As a tragic example of the fatal danger of the COVID shots, the oncologist shared the story of a 28-year-old man who was found dead by his wife when she tried to wake him in the morning, five days after he received his second Pfizer shot.

“The doctor who did the autopsy said that when he tried to remove the heart, it was soft and had disintegrated,” Dr. Fukushima said. “And even just one case like this shows how dangerous this vaccine can be.”

He pointed out that these severe harms, including death, have been afflicting people — post-jab — who have a history of good health.

“It’s serious. It’s essentially murder. In the end, I want to state clearly that this is my view,” the doctor said.

He lamented that the media, including newspapers, generally have not reported on these harms, and that in fact those who question the safety of the COVID shots — just as with the flu shots — have been characterized as anti-science “heretics.” He described the attitude of those who shut down the voices COVID “vaccine” critics, however, as far from scientific, and “more akin to faith, hysteria or even cult behavior.”

He highlighted the fact that countries that most aggressively pushed the COVID shot, such as Israel, saw the highest rates of death and infection, as shown by studies comparing Middle Eastern countries, including Jordan, Syria and Egypt.

“Israel led in early and widespread vaccination but also had the highest death and infection rates. The less aggressively vaccinated areas saw less harm,” said Dr. Fukushima, noting that “Israel was quick to halt the vaccine.”

There were problems, moreover, with the very technology used to administer the mRNA — the lipid nanoparticles — that the doctor said result in “off-target effects” on various organs, including the ovaries, brain, liver, and bone marrow.

Worse, the spike proteins produced by the mRNA have been detected in the human body more than a year after the administration of the COVID shot, noted the oncologist, indicating “a severe problem.”

The doctor took aim at the World Health Organization (WHO) for “hastily” pushing the COVID shots without proper investigation, and moreover for trying to enforce a one-size-fits-all approach in countries with widely varying “medical circumstances, habits, and systems,” calling it “somewhat absurd.”

He argued that it is “crucial” that the WHO take responsibility for the harms of the COVID shots, which he called “an abuse, a misuse of science and an evil practice of science, to be frank.”

Dr. Fukushima pointed out that the WHO is “aware” of harms from the so-called vaccines because they are compensating for these damages in certain countries, and yet they are not properly addressing the COVID shot-induced death and injury through an investigation and report.

“Imagine finding your spouse dead in the morning. It’s no joke. A vaccine that causes such outcomes, even a single death, is unacceptable,” said Dr. Fukushima, adding that in Japan alone, the government has documented 2,134 deaths reported due to the COVID shot, which is likely a low estimate.

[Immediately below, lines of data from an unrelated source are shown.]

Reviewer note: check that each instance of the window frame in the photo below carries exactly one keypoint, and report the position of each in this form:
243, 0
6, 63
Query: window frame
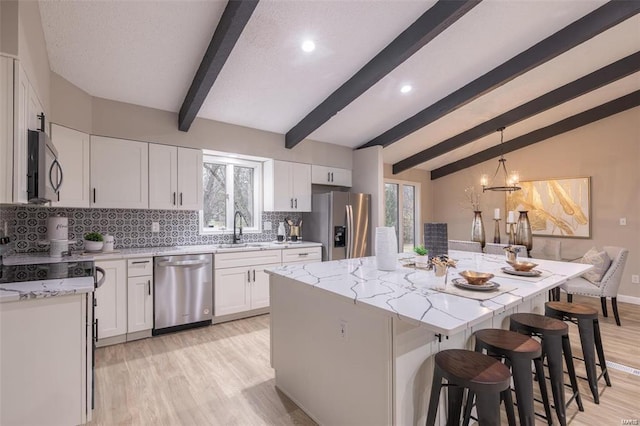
417, 210
230, 162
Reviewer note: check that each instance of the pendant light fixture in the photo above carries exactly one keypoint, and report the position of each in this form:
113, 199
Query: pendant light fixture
511, 180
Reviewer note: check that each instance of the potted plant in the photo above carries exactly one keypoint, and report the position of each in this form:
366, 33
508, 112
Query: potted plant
93, 241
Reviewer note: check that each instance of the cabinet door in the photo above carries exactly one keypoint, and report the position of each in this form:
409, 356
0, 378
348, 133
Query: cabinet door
231, 291
6, 130
111, 299
119, 173
163, 171
301, 190
189, 179
260, 286
139, 304
73, 154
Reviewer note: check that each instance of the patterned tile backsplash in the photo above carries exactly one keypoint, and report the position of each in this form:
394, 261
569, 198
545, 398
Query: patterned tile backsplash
27, 225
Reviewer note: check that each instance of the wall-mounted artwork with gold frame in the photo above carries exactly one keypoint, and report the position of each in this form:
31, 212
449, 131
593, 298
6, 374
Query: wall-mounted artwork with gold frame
557, 207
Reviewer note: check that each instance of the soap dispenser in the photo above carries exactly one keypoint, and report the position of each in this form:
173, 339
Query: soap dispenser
281, 232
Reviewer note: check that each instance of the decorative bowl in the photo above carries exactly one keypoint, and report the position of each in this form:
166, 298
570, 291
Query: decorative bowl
476, 278
522, 266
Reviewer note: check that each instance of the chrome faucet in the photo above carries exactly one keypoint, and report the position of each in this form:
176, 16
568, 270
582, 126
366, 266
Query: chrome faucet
237, 238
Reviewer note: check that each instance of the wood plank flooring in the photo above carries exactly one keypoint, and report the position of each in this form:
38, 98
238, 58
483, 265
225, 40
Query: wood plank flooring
220, 375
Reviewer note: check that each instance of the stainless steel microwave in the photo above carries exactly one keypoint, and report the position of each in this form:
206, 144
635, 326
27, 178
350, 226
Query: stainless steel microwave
44, 172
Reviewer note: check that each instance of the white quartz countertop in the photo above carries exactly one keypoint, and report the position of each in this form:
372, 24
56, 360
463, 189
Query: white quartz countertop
410, 293
30, 258
45, 288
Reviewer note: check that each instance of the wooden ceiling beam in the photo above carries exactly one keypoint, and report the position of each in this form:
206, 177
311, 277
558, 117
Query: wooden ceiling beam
234, 18
605, 110
606, 75
596, 22
433, 22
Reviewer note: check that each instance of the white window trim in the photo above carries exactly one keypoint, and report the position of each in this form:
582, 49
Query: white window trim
228, 160
417, 214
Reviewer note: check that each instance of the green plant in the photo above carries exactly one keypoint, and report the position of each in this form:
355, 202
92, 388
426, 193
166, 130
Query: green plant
93, 236
420, 250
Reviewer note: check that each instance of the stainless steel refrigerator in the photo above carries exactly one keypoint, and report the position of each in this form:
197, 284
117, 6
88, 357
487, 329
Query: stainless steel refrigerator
340, 221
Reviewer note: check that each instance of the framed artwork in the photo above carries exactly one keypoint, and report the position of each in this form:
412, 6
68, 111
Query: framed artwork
556, 207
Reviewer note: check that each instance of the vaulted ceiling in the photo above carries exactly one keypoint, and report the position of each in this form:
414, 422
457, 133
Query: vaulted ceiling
539, 68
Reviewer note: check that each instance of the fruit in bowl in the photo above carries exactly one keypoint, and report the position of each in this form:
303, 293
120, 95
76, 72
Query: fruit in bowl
476, 278
522, 266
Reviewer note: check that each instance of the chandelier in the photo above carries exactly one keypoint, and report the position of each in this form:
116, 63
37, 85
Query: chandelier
511, 180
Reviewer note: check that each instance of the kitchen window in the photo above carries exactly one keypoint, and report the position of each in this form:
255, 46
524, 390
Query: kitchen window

“There are tens of thousands of people who must see a doctor because of vaccine-related issues,” he continued, asserting that a big chunk of them — 30% — are “suffering from ME (myalgic encephalomyelitis) or chronic fatigue syndrome.”

This is just the beginning, according to Dr. Fukushima, because the rates of all sorts of diseases have been spiking since the COVID shot rollout, including “autoimmune disease, neurodegenerative diseases, cancer, and infections.”

“It’s as if we’ve opened Pandora’s box … We must take these damages seriously and address them earnestly. Any efforts to dismiss these damages as if they didn’t happen are frankly the work of evil. This is a quintessential example of the evil practice of science,” Dr. Fukushima said.

He called on scientific and medical institutions, led by the WHO, to directly confront these outcomes through research efforts in order to “shine the light of science” on the shots.

“We should never again use such vaccines,” he said. “This is a shame for humanity. It’s a disgrace that we did this.”